L'unità della Francia è lì, nei nomi delle
persone di quella lapide, non in coloro che furono i loro
assassini. Se il presidente Chirac venisse a raccontare a questi
studenti che i collaborazionisti o i poliziotti di Vichy avevano
comunque agito per l'onore della patria lo prenderebbero a
fischi. In Italia non fischia nessuno. Il "blanchissage"

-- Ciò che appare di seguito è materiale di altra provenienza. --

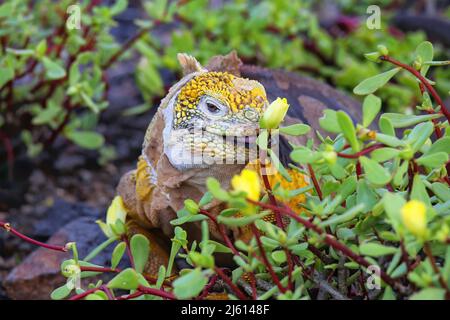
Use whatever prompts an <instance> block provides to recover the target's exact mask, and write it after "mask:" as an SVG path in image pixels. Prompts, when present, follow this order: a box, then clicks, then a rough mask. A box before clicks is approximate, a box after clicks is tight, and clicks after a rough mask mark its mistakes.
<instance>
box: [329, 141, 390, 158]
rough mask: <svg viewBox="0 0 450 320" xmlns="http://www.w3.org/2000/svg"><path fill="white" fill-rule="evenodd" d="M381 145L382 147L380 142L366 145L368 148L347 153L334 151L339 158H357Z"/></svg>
mask: <svg viewBox="0 0 450 320" xmlns="http://www.w3.org/2000/svg"><path fill="white" fill-rule="evenodd" d="M383 147H384V144H381V143H380V144H375V145H373V146H370V147H368V148H366V149H364V150H361V151H359V152H357V153H353V154H347V153H341V152H336V154H337V156H338V157H341V158H346V159H358V158H359V157H361V156H363V155H366V154H368V153H370V152H372V151H374V150H376V149H380V148H383Z"/></svg>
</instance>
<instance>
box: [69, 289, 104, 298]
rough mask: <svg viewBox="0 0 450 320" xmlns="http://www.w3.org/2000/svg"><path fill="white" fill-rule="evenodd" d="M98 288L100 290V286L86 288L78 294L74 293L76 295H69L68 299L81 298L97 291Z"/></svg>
mask: <svg viewBox="0 0 450 320" xmlns="http://www.w3.org/2000/svg"><path fill="white" fill-rule="evenodd" d="M98 290H101V288H92V289H89V290H86V291H85V292H82V293H80V294H76V295H74V296H72V297H70V298H69V300H81V299H83V298H84V297H87V296H88V295H90V294H91V293H94V292H95V291H98Z"/></svg>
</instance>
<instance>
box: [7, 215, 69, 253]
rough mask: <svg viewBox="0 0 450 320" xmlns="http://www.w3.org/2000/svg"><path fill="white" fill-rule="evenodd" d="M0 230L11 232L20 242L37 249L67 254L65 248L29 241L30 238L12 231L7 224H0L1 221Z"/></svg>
mask: <svg viewBox="0 0 450 320" xmlns="http://www.w3.org/2000/svg"><path fill="white" fill-rule="evenodd" d="M0 228H3V229H5V230H6V231H8V232H11V233H12V234H13V235H15V236H17V237H19V238H20V239H22V240H24V241H26V242H28V243H31V244H34V245H37V246H39V247H42V248H46V249H50V250H55V251H61V252H67V248H66V247H62V246H56V245H51V244H46V243H43V242H40V241H37V240H34V239H31V238H30V237H27V236H26V235H24V234H22V233H20V232H18V231H17V230H15V229H14V228H13V227H11V225H10V224H9V223H7V222H2V221H0Z"/></svg>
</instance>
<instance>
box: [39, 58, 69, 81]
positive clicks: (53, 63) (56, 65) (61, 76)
mask: <svg viewBox="0 0 450 320" xmlns="http://www.w3.org/2000/svg"><path fill="white" fill-rule="evenodd" d="M42 63H43V64H44V68H45V76H46V77H47V79H49V80H56V79H61V78H64V77H65V76H66V71H65V70H64V68H63V67H61V66H60V65H59V64H58V63H57V62H55V61H52V60H50V59H49V58H47V57H43V58H42Z"/></svg>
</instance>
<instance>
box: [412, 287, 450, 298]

di Salò è cominciato da tempo. Del suo iniziatore,
il deputato ex-comunista Violante, si dice avesse ambizioni di
capo dello Stato e dunque dovesse conquistarsi le simpatie della
destra in Parlamento. Ma Ciampi è già presidente
della Repubblica, le simpatie della destra se le è già
conquistate, infatti è stato eletto all'unanimità,
e la destra, compresi gli ex-fascisti, sono entusiasti di lui (il
primo a esultare alle sue parole è stato il ministro Mirko
Tremaglia, ex-repubblichino). Nelle sue incaute parole il
presidente della Repubblica dimentica che i nazi-fascisti non
sono gli Assiro-babilonesi, scomparsi da quattromila anni: essi
sono ancora presenti in Europa in varie forme di neo-nazismo, e
fra l'altro il parlamento italiano trabocca di ex-fascisti. Mi
rendo conto che l'Italia è fatta di «ex»:
ex-partigiani, ex-fascisti, ex-comunisti. Comunque sarebbe bene
che il presidente della Repubblica ricordasse che egli non è
ancora un ex-presidente, e dunque facesse bene il suo mestiere di
presidente, che è quello di garantire le istituzioni
italiane. Finora è stato molto solerte a firmare le leggi
«sudamericane» di Sivlio Berlusconi (soprattutto la
legge sulle rogatorie internazionali, che ha destato scandalo in
Europa) e altre sono in arrivo all'orizzonte, leggi che a mio
avviso prima o poi faranno dell'Italia un caso anomalo
nell'Europa unita. Quanto all'unità del paese,a cui Ciampi
sembra tenere tanto, non mi spiego perché, quando
Berlusconi gli ha presentato il suo governo, non abbia fatto
obiezioni su Umberto Bossi come ministro delle Riforme
Istituzionali. L'Italia oggi ha un presidente della Repubblica
che per difendere l'unità del paese va a riesumare coloro
che nel 43-45 fecero le scelte peggiori, e un ministro delle
Riforme Istituzionali che vorrebbe fare la repubblica della
Padania indipendente. Che l'Europa aiuti l'Italia.